Sempre a Roma è nata l’iniziativa a contrasto del disagio giovanile “A mente libera”, realizzata con gli psicologi di Farmacap e il contributo dell’Università La Sapienza. «Abbiamo voluto creare uno spazio i cui i ragazzi dai 18 ai 30 anni possano chiedere aiuto senza sentirsi giudicati», spiega Michela Di Trani, docente e psicologa coinvolta nell’iniziativa che offre colloqui gratuiti, laboratori di gruppo e momenti di riflessione con esperti, tutti riservati e accessibili anche senza diagnosi o invii medici. L’idea di fondo è normalizzare il bisogno di supporto psicologico. «È normale non sentirsi sempre a posto ed è legittimo parlarne con qualcuno», conclude Di Trani.

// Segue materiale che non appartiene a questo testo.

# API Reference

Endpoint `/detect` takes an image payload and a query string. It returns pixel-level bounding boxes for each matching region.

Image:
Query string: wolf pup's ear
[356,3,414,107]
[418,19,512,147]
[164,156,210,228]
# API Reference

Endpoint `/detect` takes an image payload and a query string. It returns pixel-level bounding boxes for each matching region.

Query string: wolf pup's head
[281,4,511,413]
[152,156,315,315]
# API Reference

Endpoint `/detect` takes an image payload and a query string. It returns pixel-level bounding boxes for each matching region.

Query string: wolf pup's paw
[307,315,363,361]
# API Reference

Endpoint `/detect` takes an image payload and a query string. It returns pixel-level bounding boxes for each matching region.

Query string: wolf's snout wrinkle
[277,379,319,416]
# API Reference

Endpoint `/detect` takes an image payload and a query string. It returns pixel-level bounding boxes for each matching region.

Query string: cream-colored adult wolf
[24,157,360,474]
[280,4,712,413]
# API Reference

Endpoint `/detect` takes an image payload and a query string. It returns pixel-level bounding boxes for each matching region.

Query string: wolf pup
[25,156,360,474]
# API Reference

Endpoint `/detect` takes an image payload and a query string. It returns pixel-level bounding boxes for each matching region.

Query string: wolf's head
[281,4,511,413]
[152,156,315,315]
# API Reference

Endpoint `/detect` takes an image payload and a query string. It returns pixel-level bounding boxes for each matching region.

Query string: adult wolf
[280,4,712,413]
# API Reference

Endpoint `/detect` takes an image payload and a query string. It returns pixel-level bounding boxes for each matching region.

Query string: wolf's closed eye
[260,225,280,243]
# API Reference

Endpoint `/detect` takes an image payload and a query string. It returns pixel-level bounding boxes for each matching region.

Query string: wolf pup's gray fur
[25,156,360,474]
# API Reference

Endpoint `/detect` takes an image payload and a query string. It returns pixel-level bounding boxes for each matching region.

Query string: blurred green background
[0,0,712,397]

Dall’orto che cresce ai pezzi di una barca da aggiustare un giorno dopo l’altro, fino allo psicologo che ascolta in ambulatorio insieme al medico di fiducia e ai gruppi che affermano il diritto di dire “non sto bene”, tutte queste esperienze, seppur diverse, hanno un filo comune: la centralità della persona e del suo benessere psico-fisico. Con la consapevolezza che ogni sforzo nella cura della salute mentale è un investimento strategico sul futuro della persona e su quello della collettività.